Zo kun je het op je boterham smeren, maar ook - dat las ik pas ergens - gebruiken om kauwgom mee uit je haar te verwijderen. (Nou heb ik eigenlijk nooit kauwgom in mijn haar en pindakaas in mijn haar lijkt me eerlijk gezegd nóg viezer, maar toch. Handig om te weten.)
Ook kun je over pindakaas heel goed ruzie maken, op een doorsnee maandagochtend.
‘Wat wil je op je derde broodje,’ hoorde ik Henk aan Bo vragen, toen ik de trap af kwam en hij blijkbaar bezig was de lunchtrommels te vullen.
‘Chocopasta,’ antwoordde Bo. (Wat meer klonk als sjookepast.)
‘Nee, zei Henk, ‘Je hébt al een broodje met zoet’.
‘Oh,’ zei Bo.
‘Dan doe je pindakaas,’ bemoeide ik me ermee.
‘Ze hééft al een broodje met zoet.’
‘Pindakaas is toch niet zoet?’
‘Wel.’
‘Niet.’
‘Wel.
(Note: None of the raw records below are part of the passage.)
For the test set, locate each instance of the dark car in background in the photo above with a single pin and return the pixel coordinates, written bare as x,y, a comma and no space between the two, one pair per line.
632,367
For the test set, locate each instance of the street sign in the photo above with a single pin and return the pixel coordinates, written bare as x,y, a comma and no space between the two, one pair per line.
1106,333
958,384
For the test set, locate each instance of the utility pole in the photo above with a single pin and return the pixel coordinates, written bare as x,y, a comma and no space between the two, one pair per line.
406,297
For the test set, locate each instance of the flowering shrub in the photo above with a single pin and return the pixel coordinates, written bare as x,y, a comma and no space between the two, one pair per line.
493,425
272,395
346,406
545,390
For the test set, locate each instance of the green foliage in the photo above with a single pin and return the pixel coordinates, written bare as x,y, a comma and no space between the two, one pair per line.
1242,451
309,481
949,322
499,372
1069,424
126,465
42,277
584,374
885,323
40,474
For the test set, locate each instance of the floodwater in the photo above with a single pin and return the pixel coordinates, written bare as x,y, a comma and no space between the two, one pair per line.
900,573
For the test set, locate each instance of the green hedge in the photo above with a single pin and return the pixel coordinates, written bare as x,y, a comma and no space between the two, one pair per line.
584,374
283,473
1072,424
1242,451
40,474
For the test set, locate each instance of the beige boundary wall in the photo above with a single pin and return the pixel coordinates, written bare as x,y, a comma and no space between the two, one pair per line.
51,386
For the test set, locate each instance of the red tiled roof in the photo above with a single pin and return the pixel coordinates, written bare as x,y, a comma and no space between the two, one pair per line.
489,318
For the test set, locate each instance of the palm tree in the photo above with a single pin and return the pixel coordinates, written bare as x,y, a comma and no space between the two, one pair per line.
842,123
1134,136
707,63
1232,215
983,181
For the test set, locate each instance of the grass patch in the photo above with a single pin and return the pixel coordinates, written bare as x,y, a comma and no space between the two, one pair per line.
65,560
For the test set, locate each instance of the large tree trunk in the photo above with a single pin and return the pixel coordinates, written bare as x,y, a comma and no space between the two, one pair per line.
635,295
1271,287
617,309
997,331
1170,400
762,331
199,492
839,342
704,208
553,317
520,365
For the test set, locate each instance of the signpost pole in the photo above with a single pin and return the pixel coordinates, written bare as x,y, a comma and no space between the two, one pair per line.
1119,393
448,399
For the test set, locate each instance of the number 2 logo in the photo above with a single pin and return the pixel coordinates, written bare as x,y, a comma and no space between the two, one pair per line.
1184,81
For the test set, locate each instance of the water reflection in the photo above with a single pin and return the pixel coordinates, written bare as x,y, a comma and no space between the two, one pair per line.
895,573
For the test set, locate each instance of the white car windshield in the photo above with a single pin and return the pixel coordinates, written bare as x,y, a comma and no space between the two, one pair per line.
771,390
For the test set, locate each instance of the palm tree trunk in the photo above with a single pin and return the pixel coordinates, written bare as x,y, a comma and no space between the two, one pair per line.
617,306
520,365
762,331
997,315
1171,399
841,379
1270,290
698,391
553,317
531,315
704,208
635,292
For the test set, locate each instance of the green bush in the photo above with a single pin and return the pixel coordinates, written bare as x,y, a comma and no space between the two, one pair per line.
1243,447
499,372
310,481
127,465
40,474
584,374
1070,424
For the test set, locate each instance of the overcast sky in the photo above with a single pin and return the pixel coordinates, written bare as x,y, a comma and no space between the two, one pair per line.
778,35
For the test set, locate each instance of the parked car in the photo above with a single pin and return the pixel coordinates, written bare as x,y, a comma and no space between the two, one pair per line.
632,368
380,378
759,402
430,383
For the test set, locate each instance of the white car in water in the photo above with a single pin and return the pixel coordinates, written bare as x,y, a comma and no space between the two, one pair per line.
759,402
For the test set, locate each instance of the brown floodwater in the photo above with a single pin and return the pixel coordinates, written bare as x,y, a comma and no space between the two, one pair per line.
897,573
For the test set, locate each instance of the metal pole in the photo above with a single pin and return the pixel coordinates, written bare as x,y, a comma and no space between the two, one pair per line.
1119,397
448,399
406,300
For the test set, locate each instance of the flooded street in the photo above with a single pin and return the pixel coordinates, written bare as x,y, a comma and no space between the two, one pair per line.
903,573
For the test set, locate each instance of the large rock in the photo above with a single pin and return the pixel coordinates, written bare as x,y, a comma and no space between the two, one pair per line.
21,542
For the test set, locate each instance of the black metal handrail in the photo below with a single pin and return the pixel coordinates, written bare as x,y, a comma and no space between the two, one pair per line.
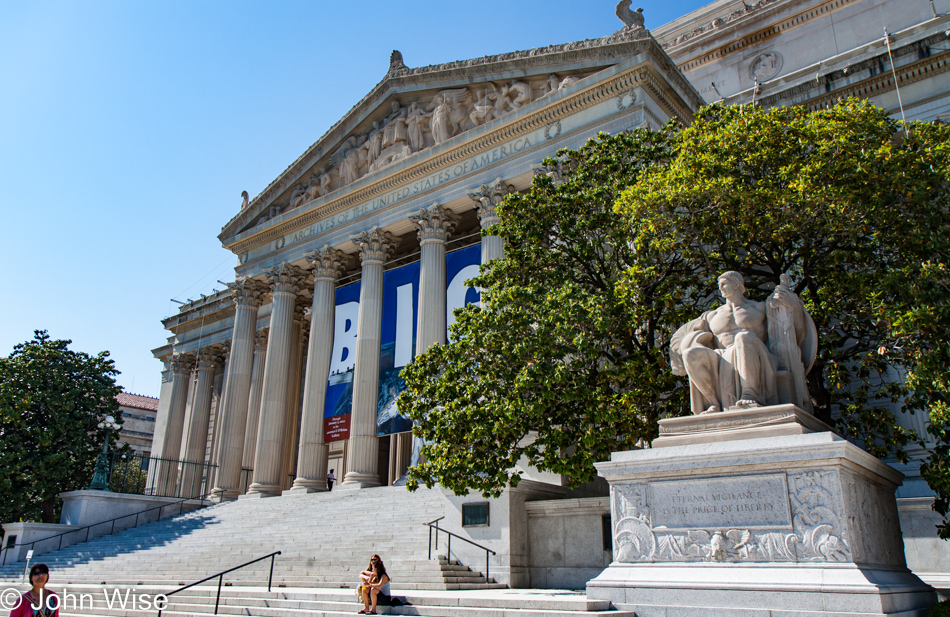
448,551
220,577
180,503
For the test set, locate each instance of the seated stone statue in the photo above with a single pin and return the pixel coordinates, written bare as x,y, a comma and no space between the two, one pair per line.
745,353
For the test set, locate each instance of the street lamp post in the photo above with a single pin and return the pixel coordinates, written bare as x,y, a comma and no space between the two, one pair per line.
100,479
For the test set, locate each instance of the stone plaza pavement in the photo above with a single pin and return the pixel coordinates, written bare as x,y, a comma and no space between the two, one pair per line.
316,574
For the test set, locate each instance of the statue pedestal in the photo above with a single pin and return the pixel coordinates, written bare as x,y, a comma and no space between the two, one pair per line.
796,525
753,423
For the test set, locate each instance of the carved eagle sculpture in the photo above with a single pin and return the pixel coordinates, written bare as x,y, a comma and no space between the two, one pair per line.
631,19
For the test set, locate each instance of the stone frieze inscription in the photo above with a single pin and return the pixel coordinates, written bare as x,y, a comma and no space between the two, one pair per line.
759,501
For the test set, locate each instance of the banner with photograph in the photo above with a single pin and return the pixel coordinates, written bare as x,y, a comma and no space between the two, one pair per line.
397,340
339,401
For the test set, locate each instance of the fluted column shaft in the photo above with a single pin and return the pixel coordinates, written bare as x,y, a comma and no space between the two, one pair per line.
285,281
434,225
289,446
328,265
254,401
196,436
487,199
247,295
174,425
375,247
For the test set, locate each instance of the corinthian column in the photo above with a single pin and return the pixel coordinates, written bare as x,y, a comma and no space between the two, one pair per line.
328,264
375,247
254,403
181,366
247,295
486,200
196,436
434,224
285,281
289,448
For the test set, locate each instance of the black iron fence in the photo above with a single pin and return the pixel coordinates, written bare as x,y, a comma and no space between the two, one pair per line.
160,477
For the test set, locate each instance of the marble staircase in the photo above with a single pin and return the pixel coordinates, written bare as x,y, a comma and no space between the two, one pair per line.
258,602
325,540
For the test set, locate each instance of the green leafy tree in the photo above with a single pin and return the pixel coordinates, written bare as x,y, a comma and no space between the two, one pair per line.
563,368
51,400
854,206
571,347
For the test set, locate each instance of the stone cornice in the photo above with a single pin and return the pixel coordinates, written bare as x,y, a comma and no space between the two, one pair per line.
642,75
761,34
376,245
866,88
610,50
434,224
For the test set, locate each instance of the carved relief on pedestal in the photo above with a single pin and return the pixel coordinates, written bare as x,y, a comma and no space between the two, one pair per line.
814,535
260,341
375,245
487,198
286,278
182,363
434,223
328,263
246,291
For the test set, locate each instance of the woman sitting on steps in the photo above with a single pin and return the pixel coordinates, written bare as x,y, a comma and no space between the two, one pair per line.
376,589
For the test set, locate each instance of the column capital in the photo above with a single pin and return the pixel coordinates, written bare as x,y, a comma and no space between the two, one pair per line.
182,363
208,358
260,340
328,263
375,245
246,291
434,223
286,278
487,198
300,312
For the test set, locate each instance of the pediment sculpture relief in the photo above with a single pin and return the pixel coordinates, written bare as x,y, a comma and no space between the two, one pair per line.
423,124
747,354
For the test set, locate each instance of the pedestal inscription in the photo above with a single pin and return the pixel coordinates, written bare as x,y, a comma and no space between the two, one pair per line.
746,501
750,518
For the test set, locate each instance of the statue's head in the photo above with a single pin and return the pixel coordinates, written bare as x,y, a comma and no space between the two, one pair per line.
731,282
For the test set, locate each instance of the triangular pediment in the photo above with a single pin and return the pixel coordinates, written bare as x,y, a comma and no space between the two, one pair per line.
413,110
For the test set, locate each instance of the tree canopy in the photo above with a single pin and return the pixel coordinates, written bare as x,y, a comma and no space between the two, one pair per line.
620,242
51,401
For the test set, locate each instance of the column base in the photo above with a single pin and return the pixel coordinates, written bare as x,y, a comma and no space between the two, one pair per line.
221,495
358,480
263,490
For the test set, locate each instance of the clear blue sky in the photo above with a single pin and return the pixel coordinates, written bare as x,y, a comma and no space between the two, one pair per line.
128,130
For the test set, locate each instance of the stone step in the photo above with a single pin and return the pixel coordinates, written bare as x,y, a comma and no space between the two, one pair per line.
199,601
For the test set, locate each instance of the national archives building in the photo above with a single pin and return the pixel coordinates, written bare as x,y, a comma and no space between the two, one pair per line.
353,259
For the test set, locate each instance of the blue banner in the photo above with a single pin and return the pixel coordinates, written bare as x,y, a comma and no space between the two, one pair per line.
397,340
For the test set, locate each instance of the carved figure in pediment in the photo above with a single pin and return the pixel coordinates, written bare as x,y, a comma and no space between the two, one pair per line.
350,166
747,354
549,85
417,122
482,108
374,143
521,92
446,111
567,81
298,197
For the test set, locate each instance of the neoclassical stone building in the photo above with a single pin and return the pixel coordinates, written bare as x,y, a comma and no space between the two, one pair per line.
351,261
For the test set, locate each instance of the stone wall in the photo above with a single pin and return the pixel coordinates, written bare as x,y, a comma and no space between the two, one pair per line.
565,542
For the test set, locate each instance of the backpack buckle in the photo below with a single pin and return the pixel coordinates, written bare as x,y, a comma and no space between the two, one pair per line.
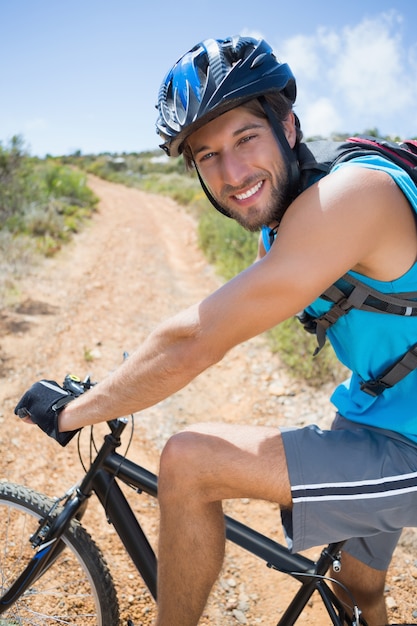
374,387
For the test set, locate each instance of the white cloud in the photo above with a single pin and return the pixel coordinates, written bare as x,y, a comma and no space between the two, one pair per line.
369,71
321,118
357,78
Zit tjokvol met suiker.’
‘Echt niet.’ Ik greep de pot en las voor wat er op het etiket stond: ‘85% pinda’s, plantaardige olie, plantaardige vetten en zout. Das geen suiker hè.’
‘Kun je wat zachter praten? Je schreeuwt een beetje.’
‘Ik schreeuw helemaal niet.’
‘Je schreeuwt wel. Je schreeuwt altijd meteen.’
‘Maar hoorde je nou ook wát ik zei?’
‘Ja hoor. Geen suiker. Maar toch.....is het.....prétbeleg.’
‘Vind jij. Omdat jij nou eenmaal gek bent op pinda’s. Dan is voor mij kaas dus pretbeleg.’
‘Nee.’
‘Wat nee?’
‘Dat is onzin. Pindakaas hoort gewoon bij het zoete beleg.’
‘Waarom?’
‘Nou, gewoon. Omdat het daar bij hoort.’
‘Omdat het in een pot zit?’
‘Ja.....nee. Omdat het in de winkel bij het zoete beleg staat.’
‘Oja. Net als Marmite, zeker. En sandwichspread. Ook heel lekker zoet. Haha.’
(....)
(....)
Het voordeel van ruzie op de maandagochtend is dat het nooit echt kan escaleren: daar is domweg geen tijd voor. Om kwart over acht moet men namelijk op de fiets zitten, richting school.
Ik was het dan ook allang weer vergeten, toen ik rond elf uur het volgende smsje kreeg:
Hey. Ik hou van jou.
Pindakaas is geen zoet beleg, jij wel.
Hey. Ik hou van jou.
Pindakaas is geen zoet beleg, jij wel.
Xxx
(Ik ben gestampte muisjes, denk ik. Welk zoet beleg bent u?)